Questions

Question 3.1

The UC Irvine Machine Learning Repository contains a data set related to glass identification. The data consist of 214 glass samples labeled as one of seven class categories. There are nine predictors, including the refractive index and percentages of eight elements: Na, Mg, Al, Si, K, Ca, Ba, and Fe.

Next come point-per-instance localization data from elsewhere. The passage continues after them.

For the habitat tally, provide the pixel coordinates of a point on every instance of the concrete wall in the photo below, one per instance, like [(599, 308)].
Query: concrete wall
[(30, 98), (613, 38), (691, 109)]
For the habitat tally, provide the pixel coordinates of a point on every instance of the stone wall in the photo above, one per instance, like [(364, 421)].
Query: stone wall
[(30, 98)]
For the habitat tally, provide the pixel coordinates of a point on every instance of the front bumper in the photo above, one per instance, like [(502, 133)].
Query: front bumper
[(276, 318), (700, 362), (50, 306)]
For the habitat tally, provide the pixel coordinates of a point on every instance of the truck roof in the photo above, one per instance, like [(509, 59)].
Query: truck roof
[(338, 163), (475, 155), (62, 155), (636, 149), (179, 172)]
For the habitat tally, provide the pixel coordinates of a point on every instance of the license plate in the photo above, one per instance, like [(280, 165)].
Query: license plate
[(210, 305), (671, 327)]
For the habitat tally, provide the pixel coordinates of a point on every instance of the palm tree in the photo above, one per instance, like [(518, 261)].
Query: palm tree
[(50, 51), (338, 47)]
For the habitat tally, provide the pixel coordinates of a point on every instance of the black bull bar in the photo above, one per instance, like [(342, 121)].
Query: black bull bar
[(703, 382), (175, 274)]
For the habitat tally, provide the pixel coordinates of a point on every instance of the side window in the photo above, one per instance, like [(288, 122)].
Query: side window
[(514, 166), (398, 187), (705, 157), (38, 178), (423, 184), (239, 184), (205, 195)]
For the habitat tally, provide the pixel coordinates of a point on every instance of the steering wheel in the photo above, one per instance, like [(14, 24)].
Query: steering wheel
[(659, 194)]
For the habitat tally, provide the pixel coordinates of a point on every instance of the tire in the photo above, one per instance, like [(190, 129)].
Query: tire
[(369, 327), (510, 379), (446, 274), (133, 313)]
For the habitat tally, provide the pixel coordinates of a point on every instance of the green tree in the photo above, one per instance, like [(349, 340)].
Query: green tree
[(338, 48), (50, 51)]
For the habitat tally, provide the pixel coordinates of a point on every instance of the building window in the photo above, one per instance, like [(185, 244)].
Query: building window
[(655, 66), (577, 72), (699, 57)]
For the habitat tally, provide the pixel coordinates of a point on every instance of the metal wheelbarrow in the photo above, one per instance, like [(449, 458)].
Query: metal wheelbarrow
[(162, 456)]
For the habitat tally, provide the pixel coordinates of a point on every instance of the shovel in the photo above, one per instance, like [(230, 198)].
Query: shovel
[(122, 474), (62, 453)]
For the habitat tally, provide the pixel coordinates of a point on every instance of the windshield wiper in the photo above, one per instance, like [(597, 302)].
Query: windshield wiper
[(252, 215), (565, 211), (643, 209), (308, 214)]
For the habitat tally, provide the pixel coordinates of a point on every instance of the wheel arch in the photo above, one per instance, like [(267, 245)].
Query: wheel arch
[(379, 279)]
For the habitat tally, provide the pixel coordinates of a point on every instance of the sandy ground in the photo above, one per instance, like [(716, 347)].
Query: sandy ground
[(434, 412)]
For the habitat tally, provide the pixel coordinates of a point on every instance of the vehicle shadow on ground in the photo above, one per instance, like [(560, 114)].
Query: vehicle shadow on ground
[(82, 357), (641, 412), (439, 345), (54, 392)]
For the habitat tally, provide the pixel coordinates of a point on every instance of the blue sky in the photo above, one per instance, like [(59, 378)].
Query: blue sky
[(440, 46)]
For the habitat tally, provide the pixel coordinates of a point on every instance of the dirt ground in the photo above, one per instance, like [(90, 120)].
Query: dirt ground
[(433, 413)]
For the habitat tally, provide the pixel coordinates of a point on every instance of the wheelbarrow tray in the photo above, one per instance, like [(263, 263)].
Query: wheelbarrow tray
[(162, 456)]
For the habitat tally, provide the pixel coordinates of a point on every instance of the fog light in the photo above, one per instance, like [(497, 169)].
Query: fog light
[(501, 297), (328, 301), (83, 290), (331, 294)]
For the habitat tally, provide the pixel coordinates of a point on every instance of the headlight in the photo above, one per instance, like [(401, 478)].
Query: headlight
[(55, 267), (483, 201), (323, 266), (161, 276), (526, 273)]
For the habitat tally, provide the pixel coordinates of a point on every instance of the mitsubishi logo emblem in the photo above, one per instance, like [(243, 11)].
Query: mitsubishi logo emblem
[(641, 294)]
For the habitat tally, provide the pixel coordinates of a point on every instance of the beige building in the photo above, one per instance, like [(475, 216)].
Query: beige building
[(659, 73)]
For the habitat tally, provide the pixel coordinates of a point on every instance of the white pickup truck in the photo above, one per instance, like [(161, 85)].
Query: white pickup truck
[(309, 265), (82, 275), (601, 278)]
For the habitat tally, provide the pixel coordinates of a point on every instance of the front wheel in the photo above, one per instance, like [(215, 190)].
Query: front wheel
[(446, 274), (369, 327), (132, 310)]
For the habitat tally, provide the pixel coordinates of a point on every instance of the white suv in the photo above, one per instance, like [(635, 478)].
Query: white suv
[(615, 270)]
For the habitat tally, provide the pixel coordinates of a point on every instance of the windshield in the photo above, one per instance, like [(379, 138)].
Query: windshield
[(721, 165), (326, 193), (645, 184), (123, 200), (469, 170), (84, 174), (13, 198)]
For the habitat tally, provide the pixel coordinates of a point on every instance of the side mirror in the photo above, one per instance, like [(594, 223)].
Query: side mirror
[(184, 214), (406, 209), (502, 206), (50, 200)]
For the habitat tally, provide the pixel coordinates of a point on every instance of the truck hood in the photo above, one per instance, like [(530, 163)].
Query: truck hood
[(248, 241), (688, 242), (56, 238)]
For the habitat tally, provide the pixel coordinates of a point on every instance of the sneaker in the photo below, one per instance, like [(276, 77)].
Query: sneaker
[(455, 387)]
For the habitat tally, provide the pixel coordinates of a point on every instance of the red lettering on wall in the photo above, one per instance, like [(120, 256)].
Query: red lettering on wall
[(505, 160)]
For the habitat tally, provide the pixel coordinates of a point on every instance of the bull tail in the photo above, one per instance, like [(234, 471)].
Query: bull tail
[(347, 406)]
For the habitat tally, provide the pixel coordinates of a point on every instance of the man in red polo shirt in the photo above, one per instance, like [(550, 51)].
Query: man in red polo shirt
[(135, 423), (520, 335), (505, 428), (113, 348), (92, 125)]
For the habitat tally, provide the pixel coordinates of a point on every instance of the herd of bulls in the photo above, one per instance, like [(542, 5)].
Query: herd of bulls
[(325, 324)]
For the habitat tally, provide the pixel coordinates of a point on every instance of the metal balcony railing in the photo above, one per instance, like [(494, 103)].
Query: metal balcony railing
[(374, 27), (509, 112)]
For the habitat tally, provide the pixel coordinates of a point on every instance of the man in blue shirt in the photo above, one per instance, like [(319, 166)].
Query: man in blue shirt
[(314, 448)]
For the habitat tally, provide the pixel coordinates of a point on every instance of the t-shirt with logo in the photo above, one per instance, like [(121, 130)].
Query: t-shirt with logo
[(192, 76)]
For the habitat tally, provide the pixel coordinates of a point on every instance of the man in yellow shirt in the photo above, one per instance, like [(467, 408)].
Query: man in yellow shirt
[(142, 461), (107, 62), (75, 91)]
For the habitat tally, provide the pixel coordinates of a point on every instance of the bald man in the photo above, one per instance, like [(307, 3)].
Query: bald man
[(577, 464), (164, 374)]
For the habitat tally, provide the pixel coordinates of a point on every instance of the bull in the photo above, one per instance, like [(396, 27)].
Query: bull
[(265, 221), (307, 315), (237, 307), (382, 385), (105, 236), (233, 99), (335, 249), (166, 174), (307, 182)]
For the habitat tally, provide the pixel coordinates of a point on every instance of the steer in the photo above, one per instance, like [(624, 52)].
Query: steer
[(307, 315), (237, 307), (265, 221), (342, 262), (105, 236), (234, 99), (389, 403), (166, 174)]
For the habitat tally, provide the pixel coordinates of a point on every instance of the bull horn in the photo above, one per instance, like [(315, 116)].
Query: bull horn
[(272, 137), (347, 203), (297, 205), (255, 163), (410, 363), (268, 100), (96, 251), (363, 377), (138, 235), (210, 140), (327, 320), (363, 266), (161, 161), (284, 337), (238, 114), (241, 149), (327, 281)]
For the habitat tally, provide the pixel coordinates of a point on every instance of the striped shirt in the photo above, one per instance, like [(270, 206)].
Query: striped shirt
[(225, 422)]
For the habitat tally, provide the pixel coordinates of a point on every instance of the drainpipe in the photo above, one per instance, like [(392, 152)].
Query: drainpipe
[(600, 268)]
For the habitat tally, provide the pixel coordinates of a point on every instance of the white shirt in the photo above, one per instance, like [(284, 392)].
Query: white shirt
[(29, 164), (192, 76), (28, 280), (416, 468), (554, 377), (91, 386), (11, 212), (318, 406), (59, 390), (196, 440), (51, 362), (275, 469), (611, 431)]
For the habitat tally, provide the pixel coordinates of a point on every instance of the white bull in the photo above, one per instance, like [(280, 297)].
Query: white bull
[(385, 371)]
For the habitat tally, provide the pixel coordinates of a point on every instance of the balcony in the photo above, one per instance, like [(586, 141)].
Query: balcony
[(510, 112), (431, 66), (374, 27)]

  1. Using visualizations, explore the predictor variables to understand their distributions as well as the relationships between predictors.
Glass %>%
  gather(key='predictor', value='response', -Type) %>%
  ggplot(aes(response, fill=Type)) +
  geom_histogram(bins=20) +
  facet_wrap(~predictor, scales='free') +
  labs(x='', y='') +
  scale_x_continuous(expand=c(0.02, 0.02, 0.02, 0.02)) +
  scale_y_continuous(expand=c(0, 0, 0.05, 0.05)) +
  scale_fill_brewer(palette='Set1') + 
  theme_bw()

The 9 predictors differ greatly. Predictors like Al, Na and Mg appear to have strong predictive value. From the distributions we can see that there is some segregation by type based on the value of that predictor. This indicates that the predictor may aid in creating a model. Conversly, predictors like Ba and Fe have such a small range of values that it is unclear whether they can even be used to build a model. In both cases more than 90% of all observations are essentially 0. Other predictors have a more normal distribution, and may be of some use as well. The predictors values may need to scaled as they are mesaured on greatly different scales.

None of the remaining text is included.